Here's a terrifying thought: what if our best practices and new initiatives have created new problems? When it comes to Enterprise Legal Management (ELM), your law departments and law firms may now be going through this nightmare scenario. Many law organizations are following what they believe to be the best path to technology-led process automation when, in reality, they need to rethink, adapt, and adopt a more holistic approach to ELM.
How did we get here? In the preceding decade, legal work experienced a sizable shift. With increasing pressure to reduce costs, "business as usual" –blindly paying invoices, letting firms handle matters as they saw fit–was no longer an option. General Counsel sought transparency from outside firms regarding work performed, and the rationale for that work. Law departments began to bring work in-house and to select different firms to handle different types of matters. Various point solutions arose in response to the need to provide General Counsel with the information they sought to control spending. Initially, each point solution was novel and game-changing and became entrenched in its specific silo.

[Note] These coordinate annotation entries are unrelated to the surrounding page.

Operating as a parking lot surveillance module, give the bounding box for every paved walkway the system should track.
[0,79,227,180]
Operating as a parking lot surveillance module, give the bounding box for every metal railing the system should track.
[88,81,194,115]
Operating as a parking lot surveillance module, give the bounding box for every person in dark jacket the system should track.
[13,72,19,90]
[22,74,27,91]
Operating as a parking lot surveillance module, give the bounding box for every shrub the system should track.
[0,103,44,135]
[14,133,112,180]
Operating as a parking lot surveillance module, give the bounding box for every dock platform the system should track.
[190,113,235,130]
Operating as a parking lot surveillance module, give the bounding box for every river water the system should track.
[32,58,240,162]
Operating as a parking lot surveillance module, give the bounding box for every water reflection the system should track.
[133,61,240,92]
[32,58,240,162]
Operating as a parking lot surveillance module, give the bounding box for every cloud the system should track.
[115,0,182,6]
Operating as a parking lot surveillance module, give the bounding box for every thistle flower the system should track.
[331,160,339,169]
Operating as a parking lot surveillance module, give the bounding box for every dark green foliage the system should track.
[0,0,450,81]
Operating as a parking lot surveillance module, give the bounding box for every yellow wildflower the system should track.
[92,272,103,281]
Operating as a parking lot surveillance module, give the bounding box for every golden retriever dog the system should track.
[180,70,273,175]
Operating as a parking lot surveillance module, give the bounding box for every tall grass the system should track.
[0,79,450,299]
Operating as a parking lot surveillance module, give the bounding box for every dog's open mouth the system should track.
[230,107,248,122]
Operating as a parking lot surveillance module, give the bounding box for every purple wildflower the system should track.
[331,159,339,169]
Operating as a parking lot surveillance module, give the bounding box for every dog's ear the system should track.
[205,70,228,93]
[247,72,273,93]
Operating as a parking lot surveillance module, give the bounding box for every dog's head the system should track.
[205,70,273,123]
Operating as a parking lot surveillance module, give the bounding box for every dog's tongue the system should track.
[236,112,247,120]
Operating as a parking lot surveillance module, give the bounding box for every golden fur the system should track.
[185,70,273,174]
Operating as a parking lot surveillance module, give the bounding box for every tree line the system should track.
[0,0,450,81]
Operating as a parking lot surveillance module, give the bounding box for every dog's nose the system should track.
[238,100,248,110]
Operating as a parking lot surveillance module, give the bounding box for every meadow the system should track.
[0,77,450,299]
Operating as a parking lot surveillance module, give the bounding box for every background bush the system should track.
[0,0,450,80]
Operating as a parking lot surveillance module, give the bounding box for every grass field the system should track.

Why has this approach to ELM still left many law departments struggling? To begin with, coordination across teams is complicated. Inefficient and ineffective channels of communication can delay and jeopardize business goals. This leads to a perception that the law department is impeding business success, rather than adding value and helping a business achieve critical objectives. Siloed operations result in deterioration in transparency across multiple teams and systems until it’s impossible to determine what each team is doing, how they are performing against budget and the status of each matter. Confusion creates risks and results in unpleasant surprises. Finally, cost pressure has intensified. While law departments are doing more with smaller staffs, new efficiencies are proving elusive—the decisions of general counsel are more visible today, including the struggle to control legal spend. Technology point solutions have resulted in a collection of disconnected systems and dashboards without a clear, 360-degree view of the legal work across internal and external teams.
The solution to these problems begins with re-conceptualizing the relationship between law departments, law firms, and law companies as a legal ecosystem rather than an assembly line of separate entities that act autonomously. ELM has been synonymous with Enterprise Legal Management – the command-and-control approach, aided by process automation. By viewing legal services and operations as an interconnected ecosystem, we think of the ELM as Ecosystem Legal Management. The new ELM, built with an understanding of the interplay within and between different law organizations, directly addresses the problems associated with legacy ELM.
The new ELM is an interconnected platform that connects various point solutions, some of which are best-of-breed while others do "just enough." An ELM built on such an inter-operable platform allows common data to flow between systems and makes it possible to start seeing more than just incremental value from multiple systems. It enables real-time collaboration and coordination among in-house and firm professionals; it allows for seamless communication, free from interruptions and delays, and delivers total transparency across all matters. It provides machine-driven insights into legal operations that make timely and value-based decisions possible. This new ELM, Ecosystem Legal Management, should be the approach that law departments can adapt to experience significant operational and economic benefits.
The only way to escape a nightmare is to wake up. General Counsel are waking up to the new ELM.
Many law organizations are following what they believe to be the best path to technology-led process automation when, in reality, they need to rethink, adapt, and adopt a more holistic approach to ELM.